Ballyholme Presbyterian Church, Ashley Drive, Bangor, Co Down, BT20 5RD is a Grade Record Only listed building in the Ards and North Down local planning authority area, Northern Ireland.
Ballyholme Presbyterian Church, Ashley Drive, Bangor, Co Down, BT20 5RD
- WRENN ID
- noble-chimney-storm
- Grade
- Record Only
- Local Planning Authority
- Ards and North Down
- Country
- Northern Ireland
- Source
- NI Environment Agency listing
Description
Ballyholme Presbyterian Church is a double-height Gothic-style church built around 1960 to designs by E.P. Lamont. It is situated on Ashley Drive in suburban Bangor, approximately 1.5 miles east of the town centre, in a predominantly two-storey residential area. The church comprises a central nave with side aisles, adjoined by halls and extensions added at various periods, including a two-storey extension built in 1993 and secondary flat-roofed accommodation linking to an earlier church hall dating from around 1940.
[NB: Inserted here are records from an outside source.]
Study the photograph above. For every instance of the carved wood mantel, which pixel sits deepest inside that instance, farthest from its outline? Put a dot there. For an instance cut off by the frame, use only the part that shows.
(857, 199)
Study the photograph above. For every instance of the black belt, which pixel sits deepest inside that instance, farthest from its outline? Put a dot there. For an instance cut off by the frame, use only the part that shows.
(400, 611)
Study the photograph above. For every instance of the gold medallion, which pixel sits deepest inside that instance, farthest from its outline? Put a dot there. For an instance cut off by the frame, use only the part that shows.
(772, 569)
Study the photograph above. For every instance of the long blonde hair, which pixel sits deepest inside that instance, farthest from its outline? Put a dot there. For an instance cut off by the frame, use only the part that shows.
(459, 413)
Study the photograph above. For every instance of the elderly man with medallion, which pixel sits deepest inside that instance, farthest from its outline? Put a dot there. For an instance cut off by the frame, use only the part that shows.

The building is constructed of red brick laid in English Garden Wall bonding with a projected plinth. Architectural detailing includes three-stage lateral buttressing, reconstituted sandstone block dressings and mouldings throughout. The roof is pitched with pan tiles; cast-iron rainwater goods with concealed gutters feature rectangular hopper-heads and circular down-pipes.
Windows are Gothic-arched with interlacing tracery, long-and-short surrounds, and chamfered cills. Label moulding appears above openings, with transoms to side and rear windows. The principal entrance comprises timber diagonally sheeted double doors beneath a Gothic arch embraced by a three-stage moulded surround with chamfer-stop and label moulding above.
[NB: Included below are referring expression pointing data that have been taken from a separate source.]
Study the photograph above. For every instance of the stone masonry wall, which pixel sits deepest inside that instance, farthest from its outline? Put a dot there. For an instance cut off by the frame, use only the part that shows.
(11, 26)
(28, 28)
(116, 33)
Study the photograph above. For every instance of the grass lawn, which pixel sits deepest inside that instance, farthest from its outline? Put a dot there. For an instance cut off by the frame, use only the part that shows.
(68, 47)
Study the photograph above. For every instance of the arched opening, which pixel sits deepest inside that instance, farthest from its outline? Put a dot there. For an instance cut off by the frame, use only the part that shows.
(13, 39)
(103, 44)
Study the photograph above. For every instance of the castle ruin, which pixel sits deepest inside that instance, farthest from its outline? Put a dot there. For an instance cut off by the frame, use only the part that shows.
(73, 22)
The principal elevation faces south as a symmetrically arranged gable façade with a tower to the right. The gable is skew-table buttressed with saddle-coping and a pitched moulded drip course below, centred by a large single window. The tower is square-plan, three-stage with lateral buttressing and mould drip coursing. The ground-floor south façade accommodates the front entrance; a diminished square-headed window appears at gallery level on the south and east façades. Timber louvered openings occupy the top stage on all sides of the tower, with a billeted course above rising to a parapet with raised corners.
The west elevation comprises a buttressed four-window-wide nave abutted at ground floor by a single-storey aisle with diminished square-headed windows and saddle-coping to parapets with moulded drip courses. To the left, a blank double-height buttressed projection abuts the nave, further abutted by a two-storey extension of no significant interest. The rear (north) gable mirrors the front gable and is abutted by a diminished gable with a large central window. Ground floor accommodation is largely abutted by single-storey flat-roofed secondary structures linking to the earlier church hall. The east elevation of this secondary accommodation features a recessed rear entrance and a bi-partite square-headed window with single-stage lateral buttressing. The east elevation of the main church matches the west, with the tower abutting the left side and a gabled double-height projection to the right featuring matching gable details and a large central window.
The site is enclosed by a red brick wall with piers and iron gates providing pedestrian and vehicular access. A tarmac car park lies to the north and east. Immediately north is a two-storey modern townhouse development; Ballyholme Primary School lies to the south-east. A second hall, erected in 1978 adjoining the earlier church hall to the rear, now connects to the church via the two-storey extension and is of no significant interest.